Na minha 13ª cobertura do festival, ainda me impressiona ver como a Adobe mantém um discurso consistente — e necessário — sobre o papel da tecnologia como ferramenta, não fetiche. E como Sadoun consegue traduzir dilemas complexos com uma mistura de lucidez e ironia cirúrgica.
Grandes ideias, jovens talentos e decisões impopulares
Sadoun relembrou a decisão de tirar a Publicis de eventos como CES e até o próprio Cannes, para redirecionar investimentos em IA. “Fui criticado, claro. Mas hoje conseguimos fazer com que um jovem criativo na China contribua para uma campanha do Super Bowl. Isso muda tudo.”
E provocou: “Não é só sobre ferramentas. É sobre coragem de apresentar uma ideia, convencer o cliente, insistir nela — mesmo que isso custe o cargo. Se perdermos isso, perdemos tudo.”
Plataformas precisam de pessoas
A discussão girou também em torno de uma equação-chave para o futuro do marketing: plataforma + serviço = transformação real. “Você pode ter a melhor tecnologia do mundo, mas se não tiver quem a opere com sensibilidade criativa e visão estratégica, ela é só uma caixa vazia.”
Narayen reforçou que a trajetória da Adobe sempre foi guiada pela ideia de democratizar a criação. “Com IA, queremos tornar a experiência mais intuitiva, mais divertida e mais acessível — para qualquer pessoa, em qualquer lugar.”
Firefly e o futuro da ideação criativa
Como desfecho, o CEO da Adobe apresentou o novo Firefly para ideação assistida por IA. A proposta: transformar ideias em imagens, vídeos ou narrativas de forma conversacional. “Ideation is going to explode”, afirmou.

Na foto: Palco do Debussy Theatre durante o painel com Adobe e Publicis | Crédito: Guilherme da Luz
O que sua empresa pode aprender com isso
- Não terceirize a inteligência criativa: IA só funciona bem quando parte de uma ideia ousada e humana
- Ferramentas precisam de líderes: nenhuma plataforma entrega resultado sem profissionais que saibam onde querem chegar
- Coragem também é estratégia: decisões impopulares hoje (como sair de grandes eventos) podem se traduzir em vantagem amanhã
- A nova era da criação é híbrida: sua equipe vai precisar dominar tanto o brainstorming quanto os prompts
🟡 Nota do editor: este conteúdo foi produzido diretamente de Cannes, com base na cobertura presencial do evento da Adobe e da Publicis no Debussy Theatre.
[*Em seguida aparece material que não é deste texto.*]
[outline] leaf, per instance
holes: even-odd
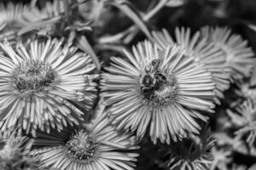
[[[146,24],[144,23],[143,17],[129,2],[127,2],[126,0],[114,0],[111,2],[111,4],[119,8],[125,14],[126,14],[137,25],[137,26],[149,39],[153,39],[151,33]]]
[[[80,49],[82,49],[85,53],[88,53],[90,55],[91,60],[94,62],[94,64],[96,65],[97,71],[101,71],[100,61],[84,36],[82,36],[82,37],[80,37],[80,38],[79,38],[77,45]]]
[[[169,0],[166,3],[166,7],[179,7],[183,5],[185,0]]]

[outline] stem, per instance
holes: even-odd
[[[144,14],[143,16],[143,19],[144,21],[148,21],[154,15],[155,15],[166,3],[168,0],[160,0],[160,3],[153,8],[151,9],[148,13]],[[101,37],[99,38],[99,42],[100,43],[109,43],[113,42],[118,42],[120,39],[122,39],[124,37],[128,35],[130,32],[135,31],[137,28],[137,26],[131,26],[126,30],[117,33],[113,36],[109,36],[109,37]]]

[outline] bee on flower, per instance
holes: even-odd
[[[32,155],[40,162],[60,170],[132,170],[138,148],[135,137],[119,133],[110,125],[102,105],[96,118],[85,127],[66,128],[51,133],[38,132]]]
[[[216,83],[215,102],[219,105],[219,99],[224,98],[224,91],[230,88],[230,71],[224,65],[224,54],[212,43],[208,43],[206,38],[201,39],[199,31],[192,35],[189,28],[176,28],[176,41],[166,29],[161,31],[153,31],[153,36],[160,49],[177,43],[183,48],[187,56],[205,65],[205,68],[212,73],[212,80]]]
[[[31,40],[14,50],[0,43],[1,130],[35,133],[79,124],[84,113],[70,100],[90,110],[96,98],[95,65],[90,57],[63,40]]]
[[[207,37],[208,42],[224,53],[225,65],[231,69],[231,81],[241,81],[250,76],[256,60],[247,40],[243,40],[240,35],[233,34],[227,27],[205,26],[201,32],[203,38]]]
[[[125,50],[126,59],[112,58],[102,73],[102,96],[119,129],[137,131],[143,137],[149,127],[155,143],[180,139],[198,133],[201,111],[213,112],[215,84],[202,64],[184,55],[180,48],[160,51],[148,41]]]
A estrutura e revisão do texto foram otimizadas com apoio da IA (ChatGPT), para organizar os trechos mais relevantes da conversa — sem perder as entrelinhas.
Produção estimada:
💻 Com IA: 50 minutos — seleção e costura das falas, intertítulos e checagem de referências sobre Firefly, Creative Champion Award e o sotaque francês puxado do CEO da Publicis.
✍️ Sem IA: eu provavelmente ainda estaria procurando no caderno se foi o Sadoun ou o Narayen que falou do cartão de Natal. — e o Firefly já teria virado fumaça.